Ко мне подходили наши клиенты, работники банка, хозяева магазинчиков, ремесленники. Интересовались произошедшим, называли это недоразумением. Милые люди, благодаря которым сейчас я ощущала внимание и поддержку.
Второй полицейский маленького роста подошел к двери и что-то дописал рядом с «Опечатано». Лея ходила за мной по пятам, повторяя:
– Как же теперь? Что дальше будет?
Я вздохнула, чтобы перебороть накативший приступ гнева, и обратилась к высокому, в очках, худощавому полицейскому:
– Так что тут, собственно, произошло? Это смертный приговор всей моей предпраздничной торговле!
– Вы синьора Массакра?
– Ну, фамилию я свою после замужества не меняла. Поэтому синьора Надеждина, Ассоль Надеждина.
– Мы опечатали кондитерскую, синьора Ассоль.
– Да, я это вижу. Но за что? – недоумевала я.
Он протянул мне бумагу:
– Вы должны были предупредить синьора Энцо Массакра, что он не может держать открытым магазин после двадцати ноль ноль, не сообщив об этом в компетентные органы. К тому же у вас уже не первый год не уплачен налог на недвижимость.

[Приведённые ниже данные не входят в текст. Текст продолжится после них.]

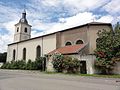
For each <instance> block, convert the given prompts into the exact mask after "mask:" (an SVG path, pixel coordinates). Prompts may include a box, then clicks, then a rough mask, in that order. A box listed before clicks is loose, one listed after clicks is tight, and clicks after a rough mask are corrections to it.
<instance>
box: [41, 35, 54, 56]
mask: <svg viewBox="0 0 120 90" xmlns="http://www.w3.org/2000/svg"><path fill="white" fill-rule="evenodd" d="M54 49H56V34H53V35H49V36H46V37H43V55H44V54H47V53H49V52H50V51H53V50H54Z"/></svg>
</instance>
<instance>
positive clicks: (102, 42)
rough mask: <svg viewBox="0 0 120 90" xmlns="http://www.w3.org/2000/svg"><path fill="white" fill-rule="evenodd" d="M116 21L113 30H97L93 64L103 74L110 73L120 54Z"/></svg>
mask: <svg viewBox="0 0 120 90" xmlns="http://www.w3.org/2000/svg"><path fill="white" fill-rule="evenodd" d="M118 26H119V25H118V23H117V25H116V27H115V28H114V30H110V31H106V30H102V31H99V32H98V38H97V40H96V46H97V48H96V50H95V55H96V57H97V59H96V61H95V66H96V68H97V69H99V70H100V71H101V73H103V74H111V73H112V70H113V69H114V66H115V65H116V63H117V61H119V56H120V29H119V28H118Z"/></svg>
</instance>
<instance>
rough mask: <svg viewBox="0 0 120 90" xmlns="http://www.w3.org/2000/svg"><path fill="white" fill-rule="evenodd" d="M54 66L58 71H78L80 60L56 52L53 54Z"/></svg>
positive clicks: (79, 66) (61, 71) (74, 72)
mask: <svg viewBox="0 0 120 90" xmlns="http://www.w3.org/2000/svg"><path fill="white" fill-rule="evenodd" d="M52 63H53V68H54V69H55V70H56V71H57V72H63V71H66V72H67V73H77V72H78V71H79V70H78V69H79V67H80V62H79V60H78V59H76V58H74V57H70V56H63V55H60V54H56V55H54V56H53V61H52Z"/></svg>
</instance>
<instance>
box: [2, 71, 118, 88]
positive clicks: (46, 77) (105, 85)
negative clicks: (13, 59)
mask: <svg viewBox="0 0 120 90" xmlns="http://www.w3.org/2000/svg"><path fill="white" fill-rule="evenodd" d="M116 80H117V81H119V80H120V79H112V78H111V79H110V78H93V77H81V76H72V75H61V74H44V73H40V72H36V71H34V72H30V71H11V70H10V71H9V70H0V90H120V82H116Z"/></svg>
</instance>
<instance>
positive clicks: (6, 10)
mask: <svg viewBox="0 0 120 90" xmlns="http://www.w3.org/2000/svg"><path fill="white" fill-rule="evenodd" d="M119 4H120V0H0V53H2V52H6V51H7V45H8V44H10V43H12V42H13V39H14V32H15V27H14V25H15V24H16V23H18V21H19V19H20V18H21V13H22V12H23V11H24V9H25V10H26V13H27V20H28V23H29V24H30V25H32V32H31V36H32V37H36V36H41V35H44V34H48V33H52V32H56V31H60V30H64V29H66V28H71V27H75V26H79V25H82V24H85V23H89V22H93V21H95V22H106V23H112V24H113V25H114V24H115V23H116V22H118V21H120V5H119Z"/></svg>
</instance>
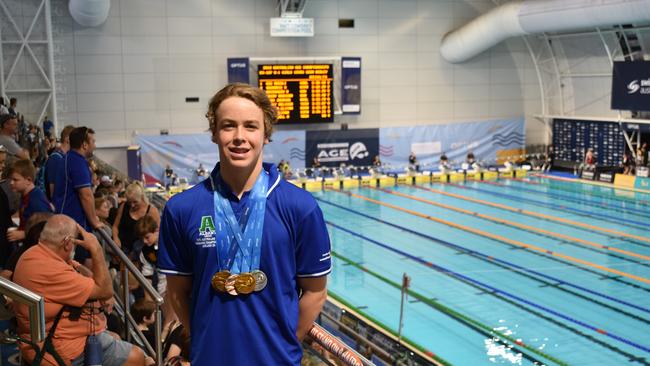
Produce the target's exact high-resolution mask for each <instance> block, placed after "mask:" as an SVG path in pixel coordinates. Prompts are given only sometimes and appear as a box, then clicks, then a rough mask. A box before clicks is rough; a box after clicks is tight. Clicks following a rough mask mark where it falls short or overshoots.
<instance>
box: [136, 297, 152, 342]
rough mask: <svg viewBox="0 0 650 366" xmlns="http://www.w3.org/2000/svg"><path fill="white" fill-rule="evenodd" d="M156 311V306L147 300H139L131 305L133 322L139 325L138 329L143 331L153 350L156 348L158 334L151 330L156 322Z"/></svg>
mask: <svg viewBox="0 0 650 366" xmlns="http://www.w3.org/2000/svg"><path fill="white" fill-rule="evenodd" d="M155 311H156V304H155V303H154V302H153V301H151V300H147V299H145V298H141V299H137V300H135V302H134V303H133V305H131V315H132V316H133V320H135V322H136V323H138V329H140V330H141V331H142V334H143V335H144V338H145V339H146V340H147V342H149V345H150V346H151V347H152V348H154V347H155V346H156V334H155V332H154V330H153V329H152V328H151V325H152V324H153V323H154V322H155V321H156V317H155V315H154V312H155ZM143 346H144V345H143ZM143 348H146V347H143Z"/></svg>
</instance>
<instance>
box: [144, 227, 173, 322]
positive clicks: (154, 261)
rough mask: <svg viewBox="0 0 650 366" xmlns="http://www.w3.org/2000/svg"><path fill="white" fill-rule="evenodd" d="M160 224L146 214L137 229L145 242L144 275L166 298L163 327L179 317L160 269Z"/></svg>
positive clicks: (163, 316)
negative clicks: (170, 299)
mask: <svg viewBox="0 0 650 366" xmlns="http://www.w3.org/2000/svg"><path fill="white" fill-rule="evenodd" d="M158 225H159V224H158V223H157V222H156V220H154V218H153V217H151V216H145V217H143V218H142V219H140V221H138V223H137V224H136V226H135V231H136V233H137V235H138V238H139V239H140V240H142V243H143V244H144V246H143V247H142V252H141V253H140V263H141V264H142V268H141V271H142V275H143V276H144V277H145V278H147V279H148V280H149V282H150V283H151V284H152V286H153V287H154V288H155V289H156V291H158V293H159V294H160V296H162V297H164V298H165V302H164V303H163V305H162V312H163V318H164V321H163V327H165V326H168V325H169V324H170V323H171V322H172V321H174V320H177V318H176V314H175V313H174V308H172V306H171V302H170V301H169V300H168V299H167V277H166V276H165V275H163V274H162V273H160V271H158V238H159V231H158V229H159V227H158Z"/></svg>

– Мой муж не имел никакого права этого делать, а вы – опечатывать! – Как тут можно было оставаться хладнокровной! – Какой неуплаченный налог? Это невозможно.
– У меня есть приказ, – он потыкал ручкой в бумажные листы в металлическом держателе.
– А у меня больше нет шанса что-то изменить, – обреченно призналась я.
– Вы можете опротестовать решение через своего адвоката, – дружелюбно подсказал полицейский в форме, убирая ручку в папку и передавая мне акт.
Я убрала его в сумку и попросила телефон у Леи, чтобы набрать Гуидо, сотрудник которого занимался в том числе и уплатой налогов.
Пока я пробовала пробиться к Гуидо сквозь бесконечные «занято», подъехала Энн и, не обращая внимание на полицейских, припарковалась на площади.